Jeder regulatorische Eingriff schafft eine Kette von Dienstleistungen: Schulungen, Compliance-Prüfungen, Zertifizierungen und Audits. Das ist ein Wirtschaftszweig für sich, der keinerlei Interesse an Bürokratieabbau hat, weil er davon lebt. - Die Illusion der Sicherheit: Viele Bürokratieprozesse werden als notwendig erachtet, um Rechtssicherheit oder Verbraucherschutz zu gewährleisten. Doch oft entstehen dabei überzogene Regularien, die mehr Kosten als Nutzen haben.
Die Annahme, dass durch Bürokratie Fehler verhindert werden können, ist weit verbreitet – aber oft falsch. Statt weniger Fehler zu machen, verlangsamt sich der gesamte Prozess und führt dazu, dass sich Unternehmen und Bürger mit Dokumentationen statt mit Innovationen beschäftigen.
Ein Fazit, das niemand gerne hört
Weniger Bürokratie wäre in vielen Fällen wünschenswert, doch die systemischen Triebkräfte sprechen dagegen.
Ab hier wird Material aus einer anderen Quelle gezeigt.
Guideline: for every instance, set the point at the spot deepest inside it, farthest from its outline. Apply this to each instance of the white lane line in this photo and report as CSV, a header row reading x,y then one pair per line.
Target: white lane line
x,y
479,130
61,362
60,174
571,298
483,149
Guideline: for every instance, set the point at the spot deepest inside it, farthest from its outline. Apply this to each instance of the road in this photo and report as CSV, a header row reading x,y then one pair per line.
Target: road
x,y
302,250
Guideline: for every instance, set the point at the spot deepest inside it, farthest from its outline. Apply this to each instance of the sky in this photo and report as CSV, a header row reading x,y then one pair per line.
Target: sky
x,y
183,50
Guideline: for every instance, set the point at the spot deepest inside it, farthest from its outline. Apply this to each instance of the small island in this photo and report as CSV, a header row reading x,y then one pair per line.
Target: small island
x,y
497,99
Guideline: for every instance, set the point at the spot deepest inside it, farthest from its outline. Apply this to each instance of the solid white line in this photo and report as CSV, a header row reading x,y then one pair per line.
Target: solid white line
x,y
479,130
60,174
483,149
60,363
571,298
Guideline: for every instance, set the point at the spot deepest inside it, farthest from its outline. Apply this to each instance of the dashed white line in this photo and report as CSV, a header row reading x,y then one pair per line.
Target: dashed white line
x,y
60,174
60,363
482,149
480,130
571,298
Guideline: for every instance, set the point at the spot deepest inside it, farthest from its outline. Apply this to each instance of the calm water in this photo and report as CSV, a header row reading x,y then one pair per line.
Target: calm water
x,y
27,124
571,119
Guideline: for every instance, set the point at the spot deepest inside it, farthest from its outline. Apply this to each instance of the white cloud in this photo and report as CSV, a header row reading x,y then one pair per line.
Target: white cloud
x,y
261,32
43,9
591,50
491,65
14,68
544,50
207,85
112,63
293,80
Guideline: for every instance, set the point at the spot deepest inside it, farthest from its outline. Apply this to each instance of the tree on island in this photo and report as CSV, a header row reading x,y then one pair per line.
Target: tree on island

Der Status quo dient der Machterhaltung von Politik, Verwaltung und der Regulierungsindustrie.
Ein echter Bürokratieabbau würde erfordern, dass sich etablierte Strukturen selbst beschneiden – was in der Praxis selten vorkommt.
Wer Bürokratie wirklich abbauen will, muss also gegen etablierte Interessen kämpfen – ein ungleiches Gefecht, das bisher niemand ernsthaft aufgenommen hat. Stattdessen werden kleine kosmetische Änderungen vorgenommen, die das System intakt lassen.
Ein echter Abbau würde bedeuten, dass Behörden geschlossen, Regularien gestrichen und Beratungsindustrien ausgetrocknet werden. Das ist aber ein Szenario, das viele Akteure zu verhindern wissen.
Solange „Bürokratieabbau“ nur als Slogan dient, bleibt alles, wie es ist – und wir diskutieren in zehn Jahren wahrscheinlich noch immer darüber.